A investigação apura supostas fraudes envolvendo a instituição financeira. A nova fase da operação concentra as atenções nas relações entre o ex-banqueiro Daniel Vorcaro e os fundos de investimento da gestora Reag, também liquidada pelo BC na quinta-feira (15). A decisão do ministro do Supremo Tribunal Federal (STF) Dias Toffoli, que autorizou a segunda fase da operação, aponta evidências apresentadas pela PF e pelo Ministério Público Federal (MPF) de São Paulo.
Suspeitas de desvio e organização criminosa
Os relatórios analisados pela PF revelam que empresas com capital social “ínfimo” cediam “direitos creditórios milionários” para Fundos de Investimento em Direitos Creditórios (FIDCs) ligados ao Banco Master. A PF também identificou movimentações financeiras “suspeitas”, como uma transferência de R$ 9 milhões de um intermediário para Henrique Moura Vorcaro, pai de Daniel Vorcaro, ambos alvos de mandados de busca e apreensão.

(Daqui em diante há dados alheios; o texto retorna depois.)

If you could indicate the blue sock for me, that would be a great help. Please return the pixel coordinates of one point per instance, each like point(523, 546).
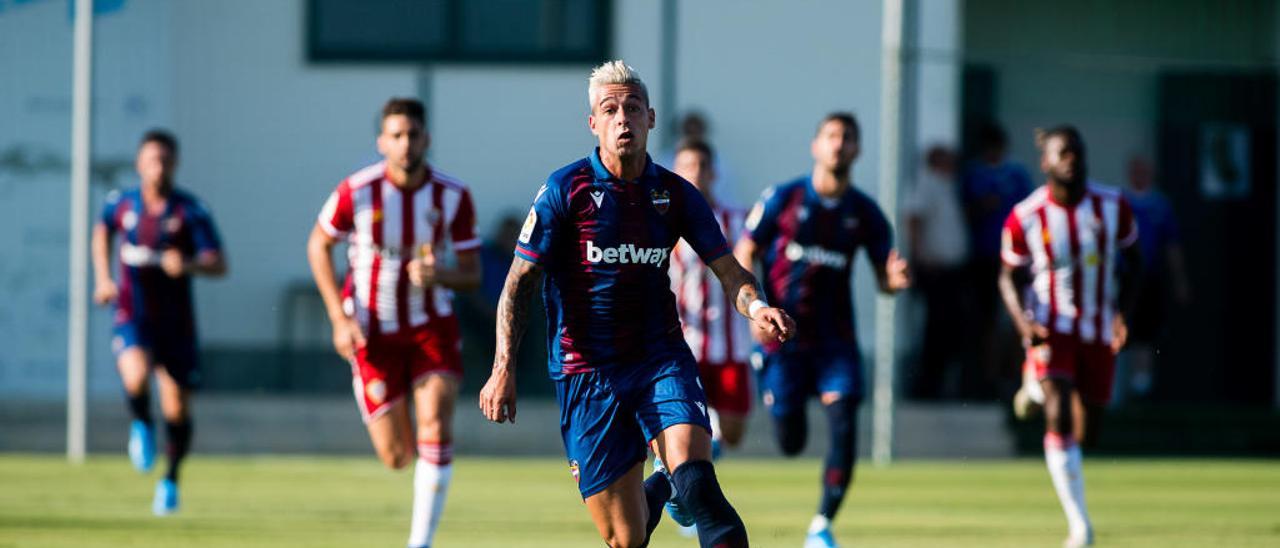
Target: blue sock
point(698, 491)
point(657, 492)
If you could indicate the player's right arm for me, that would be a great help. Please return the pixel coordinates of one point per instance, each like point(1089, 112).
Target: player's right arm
point(337, 218)
point(1015, 255)
point(104, 287)
point(498, 396)
point(347, 336)
point(533, 250)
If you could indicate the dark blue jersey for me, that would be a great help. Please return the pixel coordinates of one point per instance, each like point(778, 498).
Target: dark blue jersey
point(146, 293)
point(807, 246)
point(606, 246)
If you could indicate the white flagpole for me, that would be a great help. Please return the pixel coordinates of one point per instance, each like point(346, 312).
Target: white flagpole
point(890, 161)
point(77, 356)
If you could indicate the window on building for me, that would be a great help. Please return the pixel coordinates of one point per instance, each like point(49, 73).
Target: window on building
point(499, 31)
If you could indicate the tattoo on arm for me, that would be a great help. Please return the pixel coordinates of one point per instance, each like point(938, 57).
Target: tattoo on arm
point(513, 309)
point(739, 284)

O MPF de São Paulo aponta para a existência de uma organização criminosa que atua desde a década passada. Em nota, a defesa de Vorcaro nega irregularidades e afirma que ele colabora com as autoridades, ressaltando que o banqueiro atuou para proteger credores e investidores antes da liquidação extrajudicial.
Impacto e próximos passos
A operação resultou no bloqueio e sequestro de R$ 5,7 bilhões em bens. As investigações apuram crimes como organização criminosa, gestão fraudulenta de instituição financeira, manipulação de mercado e lavagem de capitais. Um contingente de 1,6 milhão de investidores aguarda ressarcimento via Fundo Garantidor de Créditos (FGC), com perspectiva de pagamento a partir da próxima semana. O rombo é de R$ 41 bilhões, cerca de um terço dos recursos do FGC.
As investigações sobre o caso Master continuam, buscando esclarecer os desvios e o impacto das operações irregulares no sistema financeiro.